Has anyone heard about Kaplan's new power review? good or bad? If so does anyone have it for sale?


----------



## Dark Knight (Jan 27, 2010)

frecoder78 said:


> Has anyone heard about Kaplan's new power review? good or bad? If so does anyone have it for sale?


If it is similar to the "old" one...Go for it. It was a great help for me. Do not bother buying the review. Just buy the sample test and work, work, and when you are done working, work a bit more.

My :2cents:


----------



## nuclear bus (Jan 27, 2010)

frecoder78 said:


> Has anyone heard about Kaplan's new power review? good or bad? If so does anyone have it for sale?


Are you talking about the one that is $109 on the kaplan website? I saw this and was wondering the same thing. Heck at this point if I can find even the answer to one more test problem in a book I'd pay $100 

http://www.kaplanaecengineering.com/kaplan...uct_detail.aspx

If this is truly written specifically for the POWER exam, it might be worth a look. I'd like to hear if anybody has this version and if they think it is worth it.


----------



## frecoder78 (Jan 27, 2010)

Dark Knight said:


> frecoder78 said:
> 
> 
> > Has anyone heard about Kaplan's new power review? good or bad? If so does anyone have it for sale?
> ...


Thanks a bunch dark night. I pretty much studied for 4 months this past April and didn't passed. The funny thing was that I felt confident I passed which concerns me. I'm going for another shot in April and hopefully I will get it this time around.


----------



## Dark Knight (Jan 27, 2010)

Good luck Frecoder.

If you have questions do not hesitate and ask here. That is what we are here for. Somebody, I bet Flyer, will answer the questions.

The Kaplan's test it is not PE format but it will prepare you for the test because will go over the basic concepts in many areas.
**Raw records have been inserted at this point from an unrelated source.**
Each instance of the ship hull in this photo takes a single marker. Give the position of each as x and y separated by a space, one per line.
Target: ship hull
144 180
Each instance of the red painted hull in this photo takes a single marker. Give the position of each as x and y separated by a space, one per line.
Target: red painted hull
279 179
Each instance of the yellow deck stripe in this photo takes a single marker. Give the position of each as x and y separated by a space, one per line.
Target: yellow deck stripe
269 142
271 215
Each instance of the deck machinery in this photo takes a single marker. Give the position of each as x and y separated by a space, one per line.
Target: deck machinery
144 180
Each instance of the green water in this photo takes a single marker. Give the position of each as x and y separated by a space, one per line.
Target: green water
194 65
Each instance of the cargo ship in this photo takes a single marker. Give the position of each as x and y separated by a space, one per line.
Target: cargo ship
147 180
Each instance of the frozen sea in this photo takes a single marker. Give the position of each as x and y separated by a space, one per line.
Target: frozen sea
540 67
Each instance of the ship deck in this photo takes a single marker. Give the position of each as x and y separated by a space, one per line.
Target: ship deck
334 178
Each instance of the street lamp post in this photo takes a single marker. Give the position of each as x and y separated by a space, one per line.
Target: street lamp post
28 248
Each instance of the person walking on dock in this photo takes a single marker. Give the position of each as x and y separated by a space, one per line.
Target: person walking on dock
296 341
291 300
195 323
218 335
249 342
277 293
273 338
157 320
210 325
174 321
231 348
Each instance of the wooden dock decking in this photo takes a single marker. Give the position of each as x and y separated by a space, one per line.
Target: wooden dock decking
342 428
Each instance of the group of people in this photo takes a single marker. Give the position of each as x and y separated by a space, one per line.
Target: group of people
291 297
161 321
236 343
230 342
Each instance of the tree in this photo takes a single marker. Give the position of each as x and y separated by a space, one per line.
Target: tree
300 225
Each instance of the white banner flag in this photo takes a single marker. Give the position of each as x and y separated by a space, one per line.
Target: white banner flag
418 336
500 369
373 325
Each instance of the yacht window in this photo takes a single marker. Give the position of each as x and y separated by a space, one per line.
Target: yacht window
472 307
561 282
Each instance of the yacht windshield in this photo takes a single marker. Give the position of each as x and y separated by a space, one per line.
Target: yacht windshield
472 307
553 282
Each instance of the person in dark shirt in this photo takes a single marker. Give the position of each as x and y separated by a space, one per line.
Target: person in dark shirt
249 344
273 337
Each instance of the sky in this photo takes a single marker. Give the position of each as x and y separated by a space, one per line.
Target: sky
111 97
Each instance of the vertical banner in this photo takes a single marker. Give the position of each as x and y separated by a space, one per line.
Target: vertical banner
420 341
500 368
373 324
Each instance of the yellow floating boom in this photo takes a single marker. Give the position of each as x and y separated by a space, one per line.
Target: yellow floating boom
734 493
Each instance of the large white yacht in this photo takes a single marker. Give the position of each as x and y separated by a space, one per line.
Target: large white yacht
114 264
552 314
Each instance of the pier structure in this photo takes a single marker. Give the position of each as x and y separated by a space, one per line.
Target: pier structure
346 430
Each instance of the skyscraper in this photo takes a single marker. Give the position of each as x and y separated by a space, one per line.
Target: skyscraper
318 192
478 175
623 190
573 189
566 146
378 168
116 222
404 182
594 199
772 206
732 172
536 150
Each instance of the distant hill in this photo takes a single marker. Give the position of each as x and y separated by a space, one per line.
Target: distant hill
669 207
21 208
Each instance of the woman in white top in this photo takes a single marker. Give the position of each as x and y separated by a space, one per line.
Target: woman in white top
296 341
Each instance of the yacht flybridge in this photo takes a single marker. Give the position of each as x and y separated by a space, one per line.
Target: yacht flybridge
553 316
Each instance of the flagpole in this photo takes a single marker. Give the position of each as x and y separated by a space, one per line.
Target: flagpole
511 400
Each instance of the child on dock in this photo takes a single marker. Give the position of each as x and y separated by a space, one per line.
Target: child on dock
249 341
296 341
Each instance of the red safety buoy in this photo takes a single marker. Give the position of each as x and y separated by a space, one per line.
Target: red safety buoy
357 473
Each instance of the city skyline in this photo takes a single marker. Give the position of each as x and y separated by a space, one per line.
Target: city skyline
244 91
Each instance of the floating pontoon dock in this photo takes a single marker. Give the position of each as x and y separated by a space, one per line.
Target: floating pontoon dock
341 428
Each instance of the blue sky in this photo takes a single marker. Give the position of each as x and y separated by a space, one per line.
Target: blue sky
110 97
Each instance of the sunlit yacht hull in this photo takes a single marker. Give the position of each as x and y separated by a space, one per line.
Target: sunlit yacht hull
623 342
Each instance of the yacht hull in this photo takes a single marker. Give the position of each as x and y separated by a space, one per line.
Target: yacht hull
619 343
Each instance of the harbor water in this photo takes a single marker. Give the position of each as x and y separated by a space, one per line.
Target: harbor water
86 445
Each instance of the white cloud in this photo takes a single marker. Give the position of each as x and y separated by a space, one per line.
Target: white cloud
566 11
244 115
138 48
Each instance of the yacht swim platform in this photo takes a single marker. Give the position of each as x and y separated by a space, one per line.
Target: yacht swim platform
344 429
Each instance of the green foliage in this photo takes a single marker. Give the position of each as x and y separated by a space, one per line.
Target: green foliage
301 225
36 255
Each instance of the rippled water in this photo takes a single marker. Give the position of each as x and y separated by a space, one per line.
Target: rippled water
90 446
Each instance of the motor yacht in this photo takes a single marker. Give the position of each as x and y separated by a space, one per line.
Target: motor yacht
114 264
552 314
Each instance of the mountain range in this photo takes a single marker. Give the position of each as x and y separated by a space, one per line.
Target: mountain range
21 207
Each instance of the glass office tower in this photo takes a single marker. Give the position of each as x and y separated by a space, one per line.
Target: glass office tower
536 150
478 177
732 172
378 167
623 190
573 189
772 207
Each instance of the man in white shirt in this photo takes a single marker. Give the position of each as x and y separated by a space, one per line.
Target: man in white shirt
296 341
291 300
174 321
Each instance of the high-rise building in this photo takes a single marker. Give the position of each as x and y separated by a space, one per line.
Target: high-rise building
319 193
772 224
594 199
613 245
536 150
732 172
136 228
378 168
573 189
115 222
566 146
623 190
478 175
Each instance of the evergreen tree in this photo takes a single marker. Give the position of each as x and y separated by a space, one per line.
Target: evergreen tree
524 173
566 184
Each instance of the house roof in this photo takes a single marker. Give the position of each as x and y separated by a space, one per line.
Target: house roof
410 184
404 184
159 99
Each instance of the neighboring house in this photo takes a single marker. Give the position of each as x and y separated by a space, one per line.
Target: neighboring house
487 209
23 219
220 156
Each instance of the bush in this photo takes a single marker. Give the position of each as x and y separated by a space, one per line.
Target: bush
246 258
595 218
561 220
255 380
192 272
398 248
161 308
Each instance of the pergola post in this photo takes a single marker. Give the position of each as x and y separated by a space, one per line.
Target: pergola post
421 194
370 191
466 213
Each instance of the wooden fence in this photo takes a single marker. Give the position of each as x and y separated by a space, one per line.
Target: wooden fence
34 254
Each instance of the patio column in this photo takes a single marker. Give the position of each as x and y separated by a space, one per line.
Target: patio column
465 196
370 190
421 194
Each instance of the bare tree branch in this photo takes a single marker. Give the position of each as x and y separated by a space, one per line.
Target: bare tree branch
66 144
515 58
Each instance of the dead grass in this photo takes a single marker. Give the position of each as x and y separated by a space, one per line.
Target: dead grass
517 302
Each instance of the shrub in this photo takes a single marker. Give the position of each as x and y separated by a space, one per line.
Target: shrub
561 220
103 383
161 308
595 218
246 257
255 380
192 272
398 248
It worked for me. Will work for you.


----------



## CLTEE49 (Feb 3, 2010)

I just bought this and it seems to explain things really well. But nothing to indepth. All topics discussed were on the exam (except econ.) I like it better than Camara which just has too much information.

I haven't got around to working the practice exam.


----------



## Dark Knight (Feb 3, 2010)

CLTEE49 said:


> I haven't got around to working the practice exam.


The review it is not that good. The Practice Exam it is not PE style but it is good because will force you to work on basic concepts. Those are the ones that will make the difference at the end of the day at the PE exam.


----------



## knight1fox3 (Feb 9, 2010)

Good discussion. I was going to start a new topic on this but I figured I would start here first. Along with the new Kaplan PE power review book, are there any additional exam preparation materials that anyone would recommend? I already have the NCEES power sample questions and solutions and have been working those. Any other tips would be appreciated. Thanks in advance.


----------



## CLTEE49 (Feb 12, 2010)

The Kaplan practice exam is really hard. However I think the NCEES sample exam is too easy. The PPI exams is in between the two.


----------



## Dark Knight (Feb 12, 2010)

CLTEE49 said:


> The Kaplan practice exam is really hard. However I think the NCEES sample exam is too easy. The PPI exams is in between the two.


Kaplan's it is not PE format and it is difficult. My advice would be to work both the Kaplan's and the NCEES' as preparation. I promise you will pass. There is no way to fail if you really do that and put 100% effort. Leave the NCEES to the end. Work first the Practice Test from Kaplan.

One more thing...do not buy or try the Kaplan's review. It is worthless.


----------



## knight1fox3 (Feb 12, 2010)

Dark Knight said:


> Kaplan's it is not PE format and it is difficult. My advice would be to work both the Kaplan's and the NCEES' as preparation. I promise you will pass. There is no way to fail if you really do that and put 100% effort. Leave the NCEES to the end. Work first the Practice Test from Kaplan.
> One more thing...do not buy or try the Kaplan's review. It is worthless.


Thanks for the tip Dark Knight. Is this the Kaplan practice test (for the power discipline) you are referring to?


----------



## Dark Knight (Feb 12, 2010)

^^^Yes it is.

Remember, the format it is not the format used in the test and it is not easy. You will have to work hard on your basic concepts and think but that will pay off the day of the test. Take my word on that one. Do not get frustrated or discouraged. Keep pushing.


----------